Agression au McDonald’s: l’accusé apte à subir son procès

Le processus judiciaire peut continuer pour l’homme accusé d’avoir agressé sexuellement une fillette de neuf ans dans les toilettes d’un restaurant McDonald’s de Granby, le 15 juillet dernier.

Une évaluation psychiatrique menée sur Christopher Dégarie Giroux indique que l’homme de 22 ans est apte à subir son procès, a déclaré jeudi la juge Julie Beauchesne, de la Cour du Québec.

Me Valérie Simard-Croteau, du ministère public, a aussi profité de la comparution du détenu pour réitérer son objection à sa remise en liberté. Elle a également remis à la défense une copie de la déclaration vidéo de la présumée victime.

Le dossier a ensuite été remis, pour la forme, au début d’août. À ce moment la défense, représentée par Me Danielle Dontigny, pourrait demander la tenue d’une enquête sur remise en liberté pour son client.

L’accusé demeure détenu dans l’intervalle.
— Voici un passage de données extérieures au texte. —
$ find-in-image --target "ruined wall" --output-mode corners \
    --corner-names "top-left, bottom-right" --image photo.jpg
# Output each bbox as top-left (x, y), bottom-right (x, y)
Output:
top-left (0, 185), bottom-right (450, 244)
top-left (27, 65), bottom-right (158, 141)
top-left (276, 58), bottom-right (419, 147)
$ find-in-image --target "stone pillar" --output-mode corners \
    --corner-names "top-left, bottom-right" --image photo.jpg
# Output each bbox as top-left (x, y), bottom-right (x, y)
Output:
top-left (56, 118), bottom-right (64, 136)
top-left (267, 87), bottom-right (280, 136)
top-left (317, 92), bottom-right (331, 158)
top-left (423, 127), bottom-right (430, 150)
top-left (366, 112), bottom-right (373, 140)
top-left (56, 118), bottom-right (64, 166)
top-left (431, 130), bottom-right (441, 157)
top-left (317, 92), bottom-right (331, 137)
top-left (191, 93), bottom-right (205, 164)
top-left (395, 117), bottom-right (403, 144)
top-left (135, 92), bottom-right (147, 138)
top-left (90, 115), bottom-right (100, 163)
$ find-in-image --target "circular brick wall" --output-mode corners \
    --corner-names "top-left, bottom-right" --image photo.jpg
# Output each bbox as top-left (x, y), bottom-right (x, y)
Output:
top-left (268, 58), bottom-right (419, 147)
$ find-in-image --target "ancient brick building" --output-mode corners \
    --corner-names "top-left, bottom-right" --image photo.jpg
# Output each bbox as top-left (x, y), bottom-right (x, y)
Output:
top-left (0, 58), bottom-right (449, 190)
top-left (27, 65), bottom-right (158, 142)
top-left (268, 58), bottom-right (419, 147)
D’ici là, la juge Beauchesne a rappelé à
M. Dégarie Giroux qu’il lui est interdit de communiquer avec la fillette ou ses proches, ce à quoi l’accusé a répondu succinctement : « oui madame ».

Sa détention « est nécessaire pour protéger le public et ne pas miner la confiance du public envers le système de justice », a déclaré Me Simard-Croteau à sa sortie de la salle d’audience.

L’homme de petite stature et souffrant d’une déficience intellectuelle a été arrêté le 15 juillet dernier alors qu’il fuyait les lieux de l’infraction.

Quelques minutes plus tôt, il aurait agressé sexuellement sa jeune victime dans les toilettes du restaurant McDonald’s de la rue Denison Est, ce qui lui vaut des accusations d’agression sexuelle et de contacts sexuels avec une mineure ainsi que de non-respect d’une ordonnance de la cour.

Récidive

M. Dégarie Giroux avait été trouvé coupable d’exactement les mêmes chefs d’accusation en mai 2018, au palais de justice de Longueuil pour des gestes similaires.

Il avait alors écopé de 90 jours de prison à purger de façon discontinue et d’une inscription pour 10 ans au Registre des délinquants sexuels. Il lui était aussi interdit, depuis, d’approcher des mineurs.

Dans le présent dossier, il s’expose à une peine maximale de 14 ans de prison.